Ambassador Richmond has a distinguished career in the global battle for freedom. He co-founded the Human Trafficking Institute that exists to decimate modern slavery at its source by empowering police and prosecutors to use victim-centered and trauma-informed methods to hold traffickers accountable and ensure survivors are treated with respect and care. While at the Institute, Ambassador Richmond built a team of experienced and dedicated anti-trafficking professionals, and led the Institute’s long-term international country projects and its aggressive research agenda. In 2018, he co-authored the first Federal Human Trafficking Report that collected and analyzed all the active federal human trafficking cases in the United States.
Prior to the Institute, Ambassador Richmond served, for more than ten years, as a federal prosecutor in the U.S. Department of Justice’s Human Trafficking Prosecution Unit where he investigated and prosecuted numerus victim-centered labor and sex trafficking cases throughout the United States.
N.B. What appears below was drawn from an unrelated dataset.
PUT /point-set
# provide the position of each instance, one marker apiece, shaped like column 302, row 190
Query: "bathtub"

He also prosecuted cross burnings, police misconduct, and neo-Nazi hate crimes cases. Ambassador Richmond regularly served as an expert to the United Nations Working Group on Trafficking in Persons. He also lived in India for three years pioneering International Justice Mission’s anti-slavery work.
Ambassador Richmond’s work to combat human trafficking has earned numerous honors, including: being named one of the “Prosecutors of the Year” by the Federal Law Enforcement Foundation, receiving the David Allred Award for Exceptional Contributions to Civil Rights, twice earning the Department of Homeland Security’s Outstanding Investigative Accomplishments in a Human Trafficking Award, receiving Shared Hope International’s Pathbreaker Award for Innovations in Combating Human Trafficking, as well as twice receiving the Department of Justice’s Special Commendation Award.
Ambassador Richmond has trained judges, prosecutors, federal agents, law enforcement officers, and non-governmental organizations on effective, proactive human trafficking investigative and prosecutorial strategies. He also taught Human Trafficking Law, Policy, and Litigation at Pepperdine School of Law and Vanderbilt Law School. He earned his Bachelor’s degree from the University of Mary Washington and his Juris Doctor from Wake Forest University School of Law.